The logo of South Korean wireless telecommunications operator SK Telecom is seen at the Mobile World Congress (MWC), the telecom industry's biggest annual gathering, in Barcelona on March 2, 2023. JOSEP LAGO/AFP via Getty Images
SK Telecom and Nvidia have moved beyond a partnership announcement and into a standing operational structure: a formal joint committee, running on two tracks, to co-develop physical AI technology and bring it to semiconductor fabs, shipbuilding yards, and defense facilities. The committee launched following Nvidia's GTC San Jose 2026 keynote in March, where Jensen Huang first named SK Telecom as a key physical AI partner alongside Boston Dynamics and other global robotics firms. Three months later, at his GTC Taipei keynote on June 1, Huang did it again — the second consecutive major Nvidia event at which SK Telecom appeared as a named strategic partner in manufacturing physical AI, this time with an Omniverse-powered chip fab deployment on the keynote screen.

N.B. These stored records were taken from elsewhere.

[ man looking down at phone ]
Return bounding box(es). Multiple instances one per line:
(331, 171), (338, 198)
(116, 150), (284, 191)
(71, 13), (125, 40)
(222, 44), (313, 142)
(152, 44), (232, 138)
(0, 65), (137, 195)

The committee divides into an executive-level track for strategic direction and a working-level track for hands-on co-development of an Omniverse-based digital-twin platform. Nvidia engineers responsible for Omniverse have already traveled to SKT Tower in Seoul for at least one technical workshop under the committee structure, according to industry sources.

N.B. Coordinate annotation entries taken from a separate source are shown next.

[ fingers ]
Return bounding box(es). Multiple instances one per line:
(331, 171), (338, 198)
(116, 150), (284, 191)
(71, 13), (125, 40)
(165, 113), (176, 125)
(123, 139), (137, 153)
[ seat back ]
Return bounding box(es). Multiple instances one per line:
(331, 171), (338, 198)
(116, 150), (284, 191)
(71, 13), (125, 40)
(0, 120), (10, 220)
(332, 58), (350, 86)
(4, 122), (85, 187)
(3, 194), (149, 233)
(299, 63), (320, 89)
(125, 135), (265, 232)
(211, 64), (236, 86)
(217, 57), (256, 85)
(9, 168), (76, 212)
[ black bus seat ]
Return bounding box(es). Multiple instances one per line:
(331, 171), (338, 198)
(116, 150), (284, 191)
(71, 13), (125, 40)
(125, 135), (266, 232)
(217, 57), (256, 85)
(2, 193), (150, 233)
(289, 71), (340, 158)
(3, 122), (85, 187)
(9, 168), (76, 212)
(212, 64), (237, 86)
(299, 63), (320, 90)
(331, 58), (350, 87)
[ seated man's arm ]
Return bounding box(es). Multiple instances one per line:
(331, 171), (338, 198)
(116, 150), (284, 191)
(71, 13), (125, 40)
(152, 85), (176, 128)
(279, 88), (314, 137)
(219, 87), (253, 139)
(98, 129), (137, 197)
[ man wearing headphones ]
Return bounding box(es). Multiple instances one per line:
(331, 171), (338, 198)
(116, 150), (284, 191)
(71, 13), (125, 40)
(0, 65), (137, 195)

What Agentic Digital Twin Modeling Does: OpenUSD, NVIDIA Agent Toolkit, and Fab-Scale 3D Data
At the center of the technical work is a system SK Telecom built using Nvidia's Agent Toolkit, which the company calls Agentic Digital Twin Modeling. The problem it solves is a genuine engineering bottleneck: a semiconductor fab contains thousands of pieces of equipment with complex spatial relationships, and building a working digital twin of that environment requires ingesting CAD models, sensor feeds, equipment layouts, and environmental data — then converting and optimizing all of it into a format a simulation platform can use. Before SKT developed this system, engineers performed that conversion manually, piece by piece.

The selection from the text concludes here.